Polscy lekarze bezradni
Gabrysia cierpi na bardzo rzadką i skomplikowaną wadę serca. Zmiany w sercu i w płucach są już nieodwracalne.
- Ta wada prowadzi do tego, że w organizmie brakuje tlenu, krew miesza się, utlenowana z odtlenowaną - tłumaczy dr hab. Marek Wites, kardiochirurg dziecięcy z Górnośląskiego Centrum Zdrowia Dziecka.
- Od początku nie było żadnych szans. Lekarze byli bezradni. Rozłożyli ręce i nie dawali nam najmniejszej ani szansy, ani nadziei, że będzie dobrze - mówi Zdzisława Dzimira, matka Gabrieli.
W Polsce proponowana przez amerykańskich lekarzy dwudziestoczterogodzinna operacja nie byłaby możliwa. Później kilka zespołów musiałoby dbać tylko o tę pacjentkę. - Wymaga zaangażowania wielu zespołów lekarskich i to przez wiele dni (...). Trzeba by odłożyć wszystkie inne sprawy, wszystkie inne operacje - mówi prof. Janusz Skalski, kierownik Kliniki Kardiochirurgi Dziecięcej Uniwersyteckiego Szpitala Dziecięcego w Krakowie.
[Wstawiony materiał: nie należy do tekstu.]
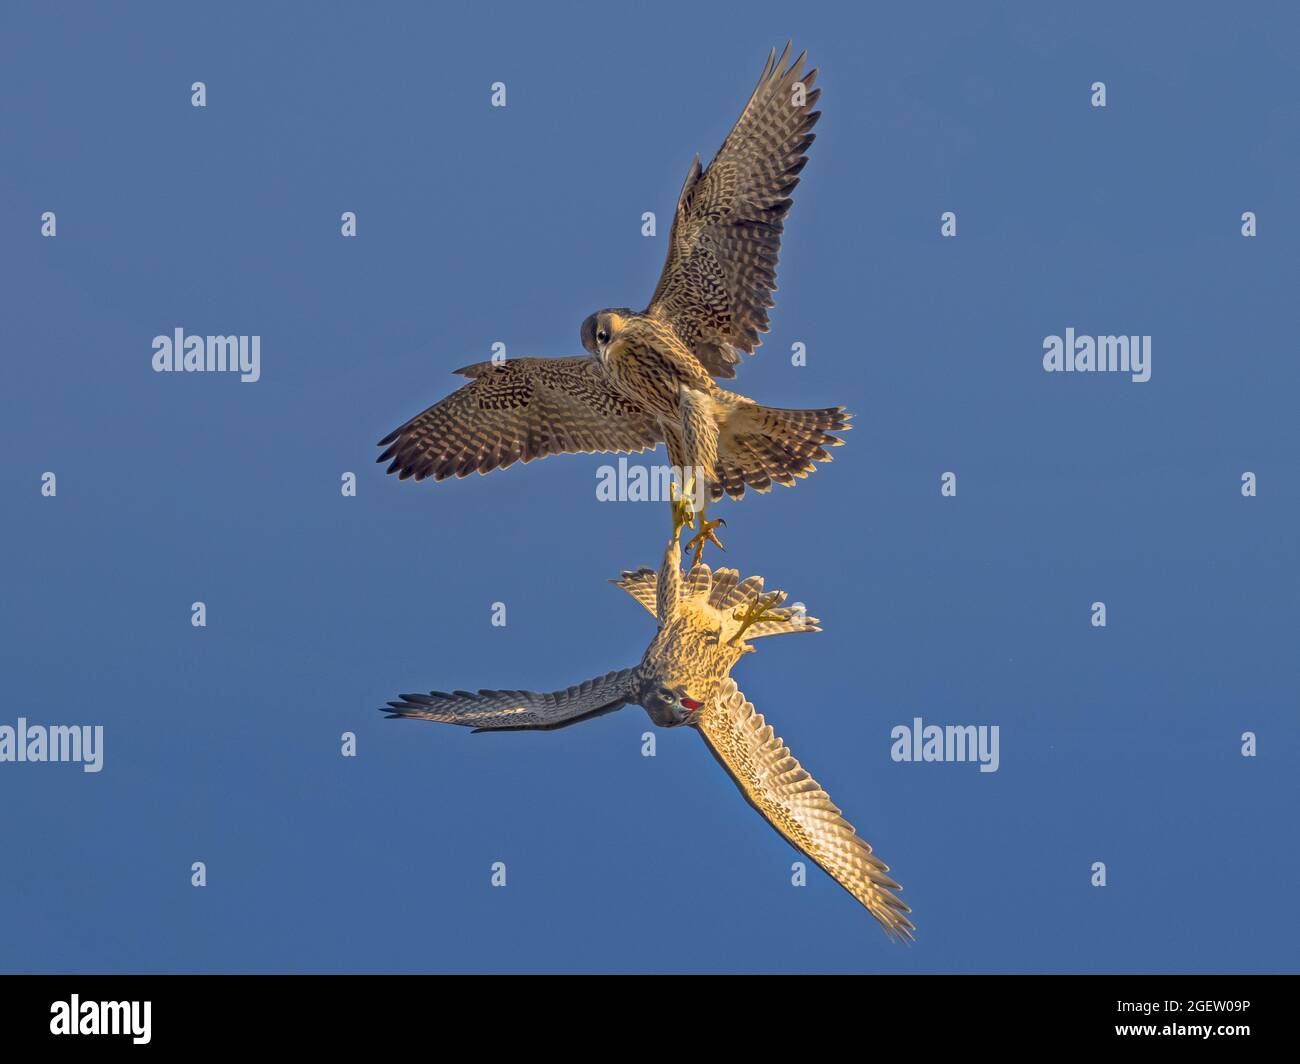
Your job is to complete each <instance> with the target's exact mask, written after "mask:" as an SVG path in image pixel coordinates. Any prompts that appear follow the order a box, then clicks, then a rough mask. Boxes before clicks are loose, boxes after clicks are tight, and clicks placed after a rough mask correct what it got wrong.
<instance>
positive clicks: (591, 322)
mask: <svg viewBox="0 0 1300 1064" xmlns="http://www.w3.org/2000/svg"><path fill="white" fill-rule="evenodd" d="M630 316H632V311H629V310H628V308H627V307H610V308H607V310H603V311H597V312H595V313H593V315H588V317H586V321H584V323H582V346H584V347H586V350H588V351H590V352H591V354H593V355H595V356H597V358H604V352H606V350H607V349H608V346H610V345H611V343H614V341H616V339H617V338H619V334H620V333H621V332H623V326H624V324H625V323H627V319H628V317H630Z"/></svg>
- Ona była operowana w Polsce. Nie pamiętam, ile było tych operacji, ale przy naszych możliwościach doszliśmy do końca, do muru - przyznaje dr Marek Wites.
Cztery miliony złotych
Jednak nadzieja się pojawiła. W Stanach Zjednoczonych jeden ze specjalistów zaproponował Gabrysi operację. - Czekam i nie czekam. Z jednej strony czekam, żeby być zdrową, a z drugiej nie, bo się boję - wyznaje Gabrysia.
Ryzyko jest ogromne, ale stawką jest życie. Operacja jest niezwykle żmudna i skomplikowana. Koszt jest ogromny: cztery miliony złotych. Dzięki wsparciu przyjaciół, licytacjom, koncertom, prośbom udało się zebrać jedną czwartą kwoty. Rodzice boją się jednak, że nie zdążą ze zbiórką.
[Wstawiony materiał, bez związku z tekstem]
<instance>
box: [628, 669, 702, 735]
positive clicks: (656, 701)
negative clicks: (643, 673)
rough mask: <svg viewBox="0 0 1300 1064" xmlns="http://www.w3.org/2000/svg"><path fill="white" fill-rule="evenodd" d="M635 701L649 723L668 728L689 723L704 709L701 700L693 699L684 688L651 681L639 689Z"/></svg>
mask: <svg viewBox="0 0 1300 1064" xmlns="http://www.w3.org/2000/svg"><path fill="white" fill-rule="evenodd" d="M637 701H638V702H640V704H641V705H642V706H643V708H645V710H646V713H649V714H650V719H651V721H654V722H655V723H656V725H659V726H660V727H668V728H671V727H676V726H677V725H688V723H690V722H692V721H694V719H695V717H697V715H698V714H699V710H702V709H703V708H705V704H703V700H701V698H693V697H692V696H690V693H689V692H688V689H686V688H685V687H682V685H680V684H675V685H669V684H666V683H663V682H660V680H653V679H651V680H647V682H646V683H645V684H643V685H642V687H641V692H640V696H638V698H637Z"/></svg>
- Prawdziwy dramat rozgrywa się wtedy, kiedy rodzic wie, że dziecko może żyć, ale, niestety, nie jest w stanie nic zrobić, bo jego nie stać na to szczęście, o którym marzy - mówi Barbara Wilk.
Dla Gabrysi jest tego lata za gorąco. Męczy się szybciej niż zwykle, a chciałaby zrobić kilka nowych zdjęć. - Marzę o tym, żeby być zdrową dziewczyną, żeby żyć normalnie - mówi.
Ale do to tego potrzebne jest zdrowe serce.